What transition fossils? There about 7 really good transition fossils. This list is outdated: Tiktaalik has been tossed. You would think that if evolution were true the fossil record would be full of transition fossils - it isn't.

The shotgun approach does not prove or disprove evolution. We know empirically what the mutation rate of disease is. Statistically it is likely one medicine will be defeated by shear quantity of the parasites.. So we use a shot gun approach.

 
Oh sure, it didn't make a splash..Except for all the people who saw it and wrote about it. But they don't count!
Could you list a few people in this world who you would believe when they claim they witnessed a dead man/ghost walking around, after an angel moved the stone off his grave?

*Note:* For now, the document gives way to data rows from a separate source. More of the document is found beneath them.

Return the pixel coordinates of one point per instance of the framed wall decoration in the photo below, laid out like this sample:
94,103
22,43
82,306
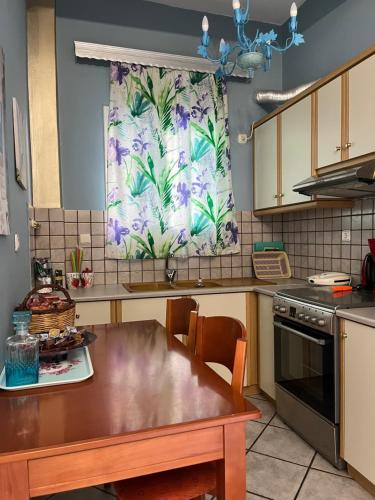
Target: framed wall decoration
20,145
4,212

I ask because I'm trying to figure out whether believing in ghosts and people that see ghosts is a common thing for you, or (more likely) you hold the bible to a lower standard of critical reasoning and common sense than you do anything else in your everyday life.So if you could give us the short list of reputable eye witnesses of dead people, that would help. TIA. :thumbup:
I don't know what you are trying to accomplish here. Very boring sub-topic. I get it. You think Jesus wasn't resurrected. Can we move on?

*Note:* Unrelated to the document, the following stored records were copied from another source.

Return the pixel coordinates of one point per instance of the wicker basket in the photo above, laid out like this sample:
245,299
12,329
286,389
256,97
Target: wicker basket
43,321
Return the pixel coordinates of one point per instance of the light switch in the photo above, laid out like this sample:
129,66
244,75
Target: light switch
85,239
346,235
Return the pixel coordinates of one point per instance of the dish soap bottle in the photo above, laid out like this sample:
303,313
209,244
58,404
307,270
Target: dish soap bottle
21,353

You do know what I'm trying to accomplish here, it isn't complicated.Is there any other example in your life where you believe a man was resurrected? Is there any other example of people saying they saw a man resurrected that you believe?If not, what process do you use to allow yourself to believe the account in the bible? Why would you approach the bible's claims differently? eta - It gets to the heart of why I can't accept religion. In order to do so I have to completely turn off the questioning, reasoning, and critical thought I apply to every single other part of my life. So i always try to get people to explain how they manage this. Like you, most dodge it.

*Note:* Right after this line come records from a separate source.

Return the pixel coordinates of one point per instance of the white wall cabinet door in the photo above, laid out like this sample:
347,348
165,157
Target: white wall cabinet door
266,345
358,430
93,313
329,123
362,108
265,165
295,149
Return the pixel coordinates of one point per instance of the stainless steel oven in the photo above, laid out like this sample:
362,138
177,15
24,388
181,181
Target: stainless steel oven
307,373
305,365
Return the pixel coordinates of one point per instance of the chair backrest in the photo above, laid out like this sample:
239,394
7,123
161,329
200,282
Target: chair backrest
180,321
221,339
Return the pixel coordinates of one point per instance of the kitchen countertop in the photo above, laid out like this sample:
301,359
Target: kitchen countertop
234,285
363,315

By that logic I also have never seen whales crawl out of the seas, animals grow wings and goupy soup develop into proteins, dna and cellular creatures.But that's different I'm sure!Look man, I don't have an issue with the miracles. Why? Because I believe God created the universe. If he did that, judging by the sheer power and scale of the universe, why would resurrecting be a problem? Why would parting the sea be an issue, or healing someone that is blind? It would be childs play. I respect your beliefs, but we just don't see eye to eye here. Yes, I've never seen someone resurrected. But there's a lot of things I haven't seen. My scale of life is pretty limited to the 1970's onward.
Holy moly, I'm going to ignore your whales walking out of the sea fail, and just beg you on my knees to give a direct response that is somewhere close to on topic.I can help you, all you need to do is type one of two words for the folowing question (or any version of it ive asked repeatedly above): YES or NO. See? Easy.Do you believe anyone outside of the bible regarding dead people as ghosts and zombies?
Sorry guys, after getting a couple laughs, I realize whales didn't crawl out of the water, they crawled into the water. Silly me for not keeping track of which fable is established scientific fact.I believe the bible's account of resurrection. It's that simple.